Dealing with Outside Influences

A Blended Family Reader has submitted a topic for discussion -- Please consider joining in with some of our discussions here. You can remain as private and anonymous as you like, we just believe that the best support and information comes from those who are living it.

How difficult has it been for you to deal with outside influences? Nosy people? People who constantly offer up unsolicited advice?

I'm very interested in this particular topic, because I've always been the "yes" girl and have always overextended myself for the benefit of others.

I've taken advice just to keep the peace...

I've gone places I didn't want to go with people I didn't want to go with - just to keep the peace...

How do you handle it without feeling like the biggest meany on the planet?

4 comments:

Anonymous said...

Our tactic: we simply do not deal with them. If anyone, even a family member directly involved, attempts to play a manipulative codependent game with us, we call them on it and force them to either address the real issue behind their urge to be controlling, or drop it.

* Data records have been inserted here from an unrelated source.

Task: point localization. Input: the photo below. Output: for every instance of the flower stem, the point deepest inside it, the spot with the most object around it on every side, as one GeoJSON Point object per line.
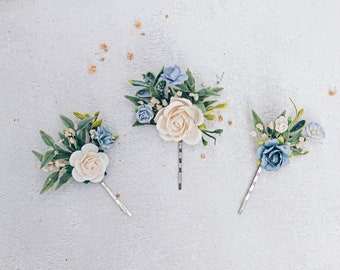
{"type": "Point", "coordinates": [250, 189]}
{"type": "Point", "coordinates": [180, 160]}
{"type": "Point", "coordinates": [115, 198]}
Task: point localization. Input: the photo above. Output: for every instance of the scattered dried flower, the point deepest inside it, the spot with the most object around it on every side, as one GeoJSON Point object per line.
{"type": "Point", "coordinates": [138, 24]}
{"type": "Point", "coordinates": [331, 93]}
{"type": "Point", "coordinates": [92, 69]}
{"type": "Point", "coordinates": [104, 47]}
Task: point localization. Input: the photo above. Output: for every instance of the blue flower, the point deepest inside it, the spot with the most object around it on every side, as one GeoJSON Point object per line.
{"type": "Point", "coordinates": [272, 155]}
{"type": "Point", "coordinates": [174, 75]}
{"type": "Point", "coordinates": [315, 130]}
{"type": "Point", "coordinates": [144, 114]}
{"type": "Point", "coordinates": [104, 138]}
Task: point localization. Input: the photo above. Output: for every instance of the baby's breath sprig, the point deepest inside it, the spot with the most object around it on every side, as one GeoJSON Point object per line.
{"type": "Point", "coordinates": [279, 141]}
{"type": "Point", "coordinates": [78, 154]}
{"type": "Point", "coordinates": [180, 112]}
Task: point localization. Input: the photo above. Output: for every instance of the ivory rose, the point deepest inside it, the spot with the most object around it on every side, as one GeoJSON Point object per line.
{"type": "Point", "coordinates": [88, 164]}
{"type": "Point", "coordinates": [179, 121]}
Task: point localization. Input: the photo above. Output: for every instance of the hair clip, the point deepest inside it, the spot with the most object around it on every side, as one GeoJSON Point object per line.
{"type": "Point", "coordinates": [79, 154]}
{"type": "Point", "coordinates": [279, 141]}
{"type": "Point", "coordinates": [179, 111]}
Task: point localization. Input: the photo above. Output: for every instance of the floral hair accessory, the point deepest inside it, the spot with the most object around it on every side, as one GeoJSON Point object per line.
{"type": "Point", "coordinates": [279, 141]}
{"type": "Point", "coordinates": [79, 154]}
{"type": "Point", "coordinates": [180, 112]}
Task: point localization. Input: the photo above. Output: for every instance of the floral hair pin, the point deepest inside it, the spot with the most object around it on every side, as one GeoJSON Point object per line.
{"type": "Point", "coordinates": [180, 113]}
{"type": "Point", "coordinates": [279, 141]}
{"type": "Point", "coordinates": [79, 154]}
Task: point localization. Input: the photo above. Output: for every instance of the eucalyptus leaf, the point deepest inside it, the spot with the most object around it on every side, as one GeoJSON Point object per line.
{"type": "Point", "coordinates": [97, 123]}
{"type": "Point", "coordinates": [79, 115]}
{"type": "Point", "coordinates": [298, 126]}
{"type": "Point", "coordinates": [48, 156]}
{"type": "Point", "coordinates": [138, 83]}
{"type": "Point", "coordinates": [258, 120]}
{"type": "Point", "coordinates": [134, 100]}
{"type": "Point", "coordinates": [204, 142]}
{"type": "Point", "coordinates": [62, 156]}
{"type": "Point", "coordinates": [149, 77]}
{"type": "Point", "coordinates": [67, 121]}
{"type": "Point", "coordinates": [38, 155]}
{"type": "Point", "coordinates": [63, 179]}
{"type": "Point", "coordinates": [183, 87]}
{"type": "Point", "coordinates": [49, 182]}
{"type": "Point", "coordinates": [144, 93]}
{"type": "Point", "coordinates": [200, 105]}
{"type": "Point", "coordinates": [48, 140]}
{"type": "Point", "coordinates": [158, 76]}
{"type": "Point", "coordinates": [190, 82]}
{"type": "Point", "coordinates": [85, 123]}
{"type": "Point", "coordinates": [65, 142]}
{"type": "Point", "coordinates": [295, 138]}
{"type": "Point", "coordinates": [209, 103]}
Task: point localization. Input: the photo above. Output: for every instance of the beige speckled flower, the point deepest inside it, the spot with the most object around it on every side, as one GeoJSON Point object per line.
{"type": "Point", "coordinates": [179, 121]}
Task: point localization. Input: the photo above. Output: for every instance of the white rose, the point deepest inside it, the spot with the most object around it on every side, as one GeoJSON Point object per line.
{"type": "Point", "coordinates": [179, 121]}
{"type": "Point", "coordinates": [88, 164]}
{"type": "Point", "coordinates": [281, 124]}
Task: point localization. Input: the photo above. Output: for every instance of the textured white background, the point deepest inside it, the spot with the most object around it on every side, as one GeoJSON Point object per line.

As for people outside of our immediate family, our lives are absolutely none of their business and the shame is on them for intruding, not us for reminding them of that fact. Usually, ignoring them is enough to drive the point home, although in the case of a particularly spiteful meddler, hanging up the phone or refusing to answer it when she calls to complain has become our standard practice.

Let the negative people keep their negativity. It is not your responsibility to shoulder that burden for them. Choose to be happy, not a puppet. Ex-spouses, and in my husband’s case, evil in-laws (yes, my parents!), are not part of our recipe for happiness, so we don’t include them. End of story.

Unknown said...

so yes...I like what Anne says, and we had to practice it zealously. I, too, am a yes girl and I was taking it on the chin from everyone, letting them admonish me, letting them air their fears and worries all over me...it was good to start saying no, and just be our own family.

but now, we're really isolated. It's not that people avoid us, it's that most people are too much work. They are incredulous and not so much judgmental as sort of skeptical. I'm lonely. I miss having people drop by for dinner. I miss being able to vent about kids and not having everyone look all pained b/c of their sense of how horribly I stressed my kids. I do feel like the biggest "meanie" on the planet, and I can't figure out how I got here. I was coping. I was loving my kids. I feel in love. We're doing the best we can. Do you ever get absolution?

Unknown said...

meant to say "fell in love." I still feel in love too! which is a good thing...

:)

Anonymous said...

Thanks for the comments. This seems to be one of the biggest issues I come across in the blended family area.

If only more people had the courage to stand up and say butt out!